The Ask: A log mgmt product is to be created with these objectives
Indexing logs and Searching logs should not be dependent on each other
Indexing throughput should be 10MBps per core, this will also reduce the overall cost of ingestion
Cost of storing logs should be close to disk storage cost. Compute cost for searching logs should be proportional to the amount of logs searched
Indexing and Search operations should scale horizontally within defined memory and cpu limits
Solution: Below is a schematic the product Episilia
C++ is chosen as the language for its high performance characteristics, to leverage SIMD instructions in json log parsing and for indexing logs
Block storage compatible to S3 is chosen to hold logs and folders are organized by date/time.
There is no central database or metadata storage, S3 itself acts as the metadata holder. This choice was made to keep ops simple.

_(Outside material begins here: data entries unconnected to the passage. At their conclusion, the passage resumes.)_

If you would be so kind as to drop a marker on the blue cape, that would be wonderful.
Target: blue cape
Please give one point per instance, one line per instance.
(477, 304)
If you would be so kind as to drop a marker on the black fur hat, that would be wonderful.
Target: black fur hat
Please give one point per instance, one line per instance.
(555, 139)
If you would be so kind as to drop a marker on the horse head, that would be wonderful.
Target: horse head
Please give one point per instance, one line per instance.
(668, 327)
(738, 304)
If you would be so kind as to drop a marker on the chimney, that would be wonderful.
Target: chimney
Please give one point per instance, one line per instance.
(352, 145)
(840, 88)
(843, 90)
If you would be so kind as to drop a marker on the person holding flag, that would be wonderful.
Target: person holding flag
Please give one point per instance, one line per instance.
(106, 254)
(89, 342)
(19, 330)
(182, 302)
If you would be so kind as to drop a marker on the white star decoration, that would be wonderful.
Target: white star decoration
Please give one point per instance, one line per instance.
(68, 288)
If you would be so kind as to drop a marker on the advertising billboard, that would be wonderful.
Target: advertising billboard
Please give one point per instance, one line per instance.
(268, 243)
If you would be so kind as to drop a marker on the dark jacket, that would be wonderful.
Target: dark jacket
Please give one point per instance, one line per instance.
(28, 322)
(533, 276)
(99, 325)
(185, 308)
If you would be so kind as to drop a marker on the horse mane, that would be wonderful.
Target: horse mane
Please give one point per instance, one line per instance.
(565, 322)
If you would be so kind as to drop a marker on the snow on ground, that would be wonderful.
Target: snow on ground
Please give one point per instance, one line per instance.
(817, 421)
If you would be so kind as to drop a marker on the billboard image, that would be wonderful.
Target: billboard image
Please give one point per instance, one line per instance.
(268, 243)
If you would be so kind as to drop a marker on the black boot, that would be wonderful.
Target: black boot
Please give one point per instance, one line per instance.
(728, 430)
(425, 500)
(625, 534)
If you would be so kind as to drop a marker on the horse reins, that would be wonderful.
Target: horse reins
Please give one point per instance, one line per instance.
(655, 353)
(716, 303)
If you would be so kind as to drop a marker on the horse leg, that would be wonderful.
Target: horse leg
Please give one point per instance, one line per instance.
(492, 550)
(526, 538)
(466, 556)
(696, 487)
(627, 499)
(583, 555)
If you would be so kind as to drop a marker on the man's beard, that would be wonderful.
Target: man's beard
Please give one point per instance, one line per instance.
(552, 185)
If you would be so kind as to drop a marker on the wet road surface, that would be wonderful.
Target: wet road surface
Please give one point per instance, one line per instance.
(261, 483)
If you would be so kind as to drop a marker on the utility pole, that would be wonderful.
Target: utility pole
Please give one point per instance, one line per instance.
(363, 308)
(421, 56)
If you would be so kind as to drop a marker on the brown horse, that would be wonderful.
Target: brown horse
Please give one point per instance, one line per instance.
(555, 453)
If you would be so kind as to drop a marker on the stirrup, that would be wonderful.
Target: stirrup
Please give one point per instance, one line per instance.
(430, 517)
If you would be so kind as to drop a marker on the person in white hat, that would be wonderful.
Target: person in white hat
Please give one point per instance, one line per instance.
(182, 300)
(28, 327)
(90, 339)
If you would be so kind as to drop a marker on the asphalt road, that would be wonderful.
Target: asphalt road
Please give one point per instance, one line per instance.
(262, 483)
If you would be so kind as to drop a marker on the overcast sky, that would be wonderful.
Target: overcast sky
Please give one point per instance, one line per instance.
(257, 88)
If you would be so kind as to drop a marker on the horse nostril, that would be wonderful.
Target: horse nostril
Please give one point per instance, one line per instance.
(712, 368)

Indexer writes logs to S3, Search reads logs off S3, and archival/restore of logs is a file copy from and to S3. This made Storage separate from Compute”
The data structures to hold the logs and indices are designed to ensure optimal storage and low retrieval latency. Logs are grouped into blocks by their commonality of application id etc and metadata is deduplicated, thus reducing storage required for logs.

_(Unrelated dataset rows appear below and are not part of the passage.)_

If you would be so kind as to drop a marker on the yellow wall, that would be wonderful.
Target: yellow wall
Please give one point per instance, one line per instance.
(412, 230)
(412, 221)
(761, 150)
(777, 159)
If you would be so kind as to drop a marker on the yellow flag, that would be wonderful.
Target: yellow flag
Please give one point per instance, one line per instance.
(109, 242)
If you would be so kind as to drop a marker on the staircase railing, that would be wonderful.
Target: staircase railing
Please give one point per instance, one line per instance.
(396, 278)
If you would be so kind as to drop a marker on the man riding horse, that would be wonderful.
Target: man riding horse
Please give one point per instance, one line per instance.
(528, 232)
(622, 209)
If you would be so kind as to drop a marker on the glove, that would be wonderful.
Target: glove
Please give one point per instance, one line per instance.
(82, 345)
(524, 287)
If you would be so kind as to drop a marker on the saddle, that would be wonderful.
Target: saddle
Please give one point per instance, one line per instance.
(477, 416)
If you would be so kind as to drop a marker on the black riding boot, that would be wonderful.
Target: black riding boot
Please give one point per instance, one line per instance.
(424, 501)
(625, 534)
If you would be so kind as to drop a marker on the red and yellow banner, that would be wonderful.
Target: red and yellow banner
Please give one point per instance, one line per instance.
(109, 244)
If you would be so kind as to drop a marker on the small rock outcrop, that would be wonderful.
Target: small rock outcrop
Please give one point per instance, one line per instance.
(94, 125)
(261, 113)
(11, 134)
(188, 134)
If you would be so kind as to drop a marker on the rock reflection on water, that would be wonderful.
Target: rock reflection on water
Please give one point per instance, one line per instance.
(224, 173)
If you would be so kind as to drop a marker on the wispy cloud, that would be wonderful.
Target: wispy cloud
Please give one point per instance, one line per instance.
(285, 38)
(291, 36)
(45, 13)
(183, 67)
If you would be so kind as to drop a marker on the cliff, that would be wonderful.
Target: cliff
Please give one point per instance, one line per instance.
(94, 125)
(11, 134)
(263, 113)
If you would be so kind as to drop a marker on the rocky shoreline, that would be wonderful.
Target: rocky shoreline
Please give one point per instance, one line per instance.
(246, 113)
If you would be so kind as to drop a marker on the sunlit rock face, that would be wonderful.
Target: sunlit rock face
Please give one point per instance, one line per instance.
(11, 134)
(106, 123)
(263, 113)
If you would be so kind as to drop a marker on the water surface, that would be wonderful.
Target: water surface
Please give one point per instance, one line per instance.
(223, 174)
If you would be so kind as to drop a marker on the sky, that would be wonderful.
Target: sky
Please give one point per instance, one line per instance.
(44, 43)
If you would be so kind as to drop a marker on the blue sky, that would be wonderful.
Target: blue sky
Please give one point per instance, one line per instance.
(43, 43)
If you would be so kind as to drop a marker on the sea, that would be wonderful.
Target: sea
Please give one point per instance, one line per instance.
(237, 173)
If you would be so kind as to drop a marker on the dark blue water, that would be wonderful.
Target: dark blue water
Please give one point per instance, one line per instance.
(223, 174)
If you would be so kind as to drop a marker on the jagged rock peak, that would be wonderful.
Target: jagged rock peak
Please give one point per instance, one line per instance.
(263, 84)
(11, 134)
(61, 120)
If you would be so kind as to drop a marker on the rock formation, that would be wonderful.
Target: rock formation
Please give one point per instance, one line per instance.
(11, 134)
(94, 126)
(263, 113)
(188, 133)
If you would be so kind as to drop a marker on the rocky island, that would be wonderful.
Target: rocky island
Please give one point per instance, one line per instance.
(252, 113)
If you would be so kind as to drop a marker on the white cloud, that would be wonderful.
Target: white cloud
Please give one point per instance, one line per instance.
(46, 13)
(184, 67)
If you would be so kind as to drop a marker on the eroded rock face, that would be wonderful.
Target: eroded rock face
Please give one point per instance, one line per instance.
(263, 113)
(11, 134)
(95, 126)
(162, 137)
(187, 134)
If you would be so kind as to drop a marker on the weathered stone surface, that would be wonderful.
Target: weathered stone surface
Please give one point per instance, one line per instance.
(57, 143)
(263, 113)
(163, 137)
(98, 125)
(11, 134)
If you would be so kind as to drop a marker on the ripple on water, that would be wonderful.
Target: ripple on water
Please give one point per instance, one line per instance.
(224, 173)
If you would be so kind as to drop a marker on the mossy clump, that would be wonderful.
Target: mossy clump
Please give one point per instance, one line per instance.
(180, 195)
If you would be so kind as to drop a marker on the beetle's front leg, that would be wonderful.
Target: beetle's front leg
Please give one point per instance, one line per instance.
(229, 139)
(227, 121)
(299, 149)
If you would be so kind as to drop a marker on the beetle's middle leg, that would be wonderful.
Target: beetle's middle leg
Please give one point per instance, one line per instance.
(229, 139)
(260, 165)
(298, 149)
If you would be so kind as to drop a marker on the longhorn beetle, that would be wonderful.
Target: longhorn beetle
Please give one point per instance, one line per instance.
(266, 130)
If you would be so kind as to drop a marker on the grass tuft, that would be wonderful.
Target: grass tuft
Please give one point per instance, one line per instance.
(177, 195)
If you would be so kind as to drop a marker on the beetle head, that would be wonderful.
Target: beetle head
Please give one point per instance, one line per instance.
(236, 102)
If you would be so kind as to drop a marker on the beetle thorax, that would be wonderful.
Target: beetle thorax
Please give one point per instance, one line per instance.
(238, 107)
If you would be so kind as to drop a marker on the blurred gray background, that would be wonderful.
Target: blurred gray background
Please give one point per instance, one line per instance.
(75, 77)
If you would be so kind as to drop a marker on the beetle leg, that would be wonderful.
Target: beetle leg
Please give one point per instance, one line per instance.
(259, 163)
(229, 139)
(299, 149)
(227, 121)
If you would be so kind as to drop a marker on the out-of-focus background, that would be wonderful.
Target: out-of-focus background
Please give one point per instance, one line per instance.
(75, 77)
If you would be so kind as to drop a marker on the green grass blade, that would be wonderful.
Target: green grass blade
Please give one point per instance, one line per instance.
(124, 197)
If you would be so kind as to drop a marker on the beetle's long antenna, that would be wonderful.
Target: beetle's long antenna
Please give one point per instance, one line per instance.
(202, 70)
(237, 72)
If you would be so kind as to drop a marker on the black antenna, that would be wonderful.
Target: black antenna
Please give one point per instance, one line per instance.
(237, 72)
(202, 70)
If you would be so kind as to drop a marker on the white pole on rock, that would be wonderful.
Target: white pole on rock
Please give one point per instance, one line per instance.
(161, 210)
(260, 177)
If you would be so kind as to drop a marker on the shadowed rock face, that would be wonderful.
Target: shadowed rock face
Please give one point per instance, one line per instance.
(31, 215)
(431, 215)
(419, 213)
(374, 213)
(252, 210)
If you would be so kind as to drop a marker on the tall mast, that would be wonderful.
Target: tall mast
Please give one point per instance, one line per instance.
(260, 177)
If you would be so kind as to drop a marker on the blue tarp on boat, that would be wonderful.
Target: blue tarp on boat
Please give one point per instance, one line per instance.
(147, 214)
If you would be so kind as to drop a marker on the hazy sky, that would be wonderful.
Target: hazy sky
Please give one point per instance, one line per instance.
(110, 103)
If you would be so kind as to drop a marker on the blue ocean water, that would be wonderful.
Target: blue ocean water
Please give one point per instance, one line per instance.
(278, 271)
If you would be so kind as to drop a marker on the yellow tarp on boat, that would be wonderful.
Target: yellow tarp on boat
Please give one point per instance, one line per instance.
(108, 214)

Hadoop Sequence File format is chosen for the Log and Index blocks so these files are compatible with other big data products such as Hive.
Log data blocks are compressed with LZ4, a TB of logs typically comes down to 100GB on disk.
Index is at a maximum of 1% of the logs size, so a TB of logs has just 10GB of overhead for index. A Lucene index is anywhere between 10-50%, to compare. The index is optimized using bloom filters and other data structure level optimizations.
Indexer is a core module for data processing and is designed as a pipeline of steps, each step operating as a separate thread connected by a lightweight in-memory queue.
Logs are read off kafka at speeds exceeding 100MBps. Logs are organized by topic/partition id and pushed to a queue, and this thread goes back to reading logs.
Json Parser parses the logs to a metadata/data structure. At about 40MBps, this is the slowest step in the pipeline. Intel SIMD json parser is used which also necessitates use of AVX compatible processors. This is a choice made to get the best performance to cost metrics.
Block Maker re-organizes logs into Data blocks, and creates Index blocks, at 200MBps
Compressor compresses data blocks and writes to files; LZ4 operates at about 150MBps. While GZ compression is better, LZ4 is much faster than GZ and chosen for throughput.
S3 uploaders uploads files every 2 minutes and commits kafka offsets
Kafka is chosen as the data transporter for its throughput and indexer instances scale up and down without missing any messages.
Queues without locks were used with the consumer thread polling for data.
Most method calls were in-lined to avoid method call overhead.
Logging was turned off in production, with an option to turn on logging for short periods at runtime without restarting the instances. All metrics were custom collected and sent out on kafka.
Backpressure is built via a separate thread that monitors process memory usage and pauses Kafka readers based on pre-set memory thresholds.